Normally I see the 'I hate parenting' threads and pop on to say 'don't worry it gets better' but I can't talk any sense into myself.
I have a 3 year old and 9 month old and basically dragging myself through everyday and night. Both kids are ill and have been ill with different things for two months now so no sleep. And In fact broken sleep for me for almost 4 years with all the pregnancy sleep crap.
3 year old is a nightmare atm. Like a horrible tyrant who screams and shouts and demands and is rude to people with no filter. She can be the sweetest, funniest and intelligent chatty personality but we are on an awful phase. I've tried love bombing her and I've been very strict and no approach works. She is her own person and nothing I do makes a difference. She will not listen and she will not be tamed or bribed or sanctioned. She doesn't give a fuck about anything.
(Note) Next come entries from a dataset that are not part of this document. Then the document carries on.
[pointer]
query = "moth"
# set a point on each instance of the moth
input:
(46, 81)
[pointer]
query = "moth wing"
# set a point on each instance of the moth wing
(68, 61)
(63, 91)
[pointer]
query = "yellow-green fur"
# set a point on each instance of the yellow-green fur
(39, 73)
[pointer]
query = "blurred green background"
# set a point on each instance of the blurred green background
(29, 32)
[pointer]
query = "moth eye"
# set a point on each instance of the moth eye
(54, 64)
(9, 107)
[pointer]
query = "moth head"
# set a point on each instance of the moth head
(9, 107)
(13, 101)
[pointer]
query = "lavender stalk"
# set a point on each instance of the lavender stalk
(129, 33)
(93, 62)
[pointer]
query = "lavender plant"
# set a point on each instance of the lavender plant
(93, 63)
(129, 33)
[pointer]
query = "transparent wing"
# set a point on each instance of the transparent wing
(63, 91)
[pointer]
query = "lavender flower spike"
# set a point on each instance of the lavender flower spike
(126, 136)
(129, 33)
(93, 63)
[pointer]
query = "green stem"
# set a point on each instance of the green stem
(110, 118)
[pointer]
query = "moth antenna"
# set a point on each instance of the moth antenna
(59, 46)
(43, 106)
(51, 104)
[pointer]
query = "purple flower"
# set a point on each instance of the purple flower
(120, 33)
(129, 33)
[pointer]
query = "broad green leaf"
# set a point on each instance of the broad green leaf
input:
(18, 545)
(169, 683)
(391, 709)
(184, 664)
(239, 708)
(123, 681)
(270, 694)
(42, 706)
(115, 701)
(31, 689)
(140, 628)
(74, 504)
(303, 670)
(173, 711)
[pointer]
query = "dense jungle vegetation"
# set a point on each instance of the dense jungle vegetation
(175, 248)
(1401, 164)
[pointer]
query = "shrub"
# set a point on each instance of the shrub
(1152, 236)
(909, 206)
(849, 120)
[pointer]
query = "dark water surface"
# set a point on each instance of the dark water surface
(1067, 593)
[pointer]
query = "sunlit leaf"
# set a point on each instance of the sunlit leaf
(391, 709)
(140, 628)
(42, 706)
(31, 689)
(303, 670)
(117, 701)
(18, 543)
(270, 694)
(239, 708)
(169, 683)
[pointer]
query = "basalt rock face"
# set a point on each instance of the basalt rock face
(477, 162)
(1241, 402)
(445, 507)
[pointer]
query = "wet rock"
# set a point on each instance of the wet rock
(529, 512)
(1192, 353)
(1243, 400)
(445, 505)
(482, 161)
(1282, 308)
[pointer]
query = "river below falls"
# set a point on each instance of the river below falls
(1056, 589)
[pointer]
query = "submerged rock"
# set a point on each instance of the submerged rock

She goes to preschool 3 times a week and we are upping it to 4 but the more she goes the more tired she is and the more awful her behaviours.
I'm so sick and tired of her and not sleeping. I feel like she's ruining my time with the baby as she dominates everything.
I can't keep the house tidy and washing is never ending. Everywhere I look there's stuff to do and fucking sick of it all. H is excellent day and night so I can't even blame him. But two kids is horrific, like a living hell. Then I feel guilty for saying that and wishing our precious time away. I want these days to be so special but the reality is crap.
Why does anyone go on to have more than two kids?